Sunday, February 26, 2006

Third Circuit Clamps Down on Sound in Fraud Rule

If you’ve ever litigated 1933 Act and 1934 Act claims together, than you’ve no doubt made or defended the “sound in fraud” argument. If you’re a Plaintiff, you know the frustration of trying to draft the two claims together while alleging fraud on one hand -- and negligence on the other. And if you’re a Defendant, you know how fun it is to try to convince the Judge that Plaintiff should have done just that. Well Plaintiffs, you finally may have found a sympathetic ear in the Third Circuit.

You see, in the Suprema Specialties (the melted cheesemaker) securities class action, the Panel reversed most of Judge William H. Walls’ (D. N.J.) complete dismissal of both ’33 and ’34 Act claims, holding that “where, as here, individual defendants are accused in separate claims of the same complaint of having violated Section 11, Section 12(a)(2), and Section 10(b), the Securities Act claims do not sound in fraud if ordinary negligence is expressly pled in connection with those claims. In such a case, the fraud allegations cannot be said to ‘contaminate’ the Section 11 and Section 12(a)(2) claims if the allegations are pled separately.” “Here, ordinary negligence is alleged in the Section 11 and Section 12(a)(2) claims, and those claims are pled separately from the Section 10(b) fraud claims against the same defendants. That is enough to avoid triggering Rule 9(b). A contrary result would effectively preclude plaintiffs from filing suit under Section 11 and Section 12(a)(2) as well as Section 10(b)(5). There is no suggestion that Congress intended such an incongruous approach.”

"In short, the reputational concerns that animate Rule 9(b) with respect to a defendant accused of fraud are not implicated when a defendant stands accused of nothing more than negligence.” So, “because the Section 11 and Section 12(a)(2) claims of the plaintiffs here were expressly negligence-based and pled distinctly in the complaint from the fraud-based claims, it was error for the District Court to hold that they sound in fraud. Accordingly, we will vacate the dismissal of these claims.”

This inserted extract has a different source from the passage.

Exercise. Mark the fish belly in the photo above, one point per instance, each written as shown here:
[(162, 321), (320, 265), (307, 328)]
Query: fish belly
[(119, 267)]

Be sure to also check out the decision for rulings on inside trading, accountants’ liability, and tracing issues.

You can read In re Suprema, issued February 23, 2006, here, or at 2006 U.S. App. LEXIS 4307.

Nugget: “To be sure, the ‘sounds in fraud’ determination for Securities Act claims will not always be clear cut in cases where the plaintiff simultaneously raises claims against the same defendants under a provision that requires a showing of scienter, like Section 10(b). But where the plaintiff has exercised care in differentiating asserted negligence claims from fraud claims and in delineating the allegations that support the negligence cause of action as distinct from the fraud, the determination is straightforward.”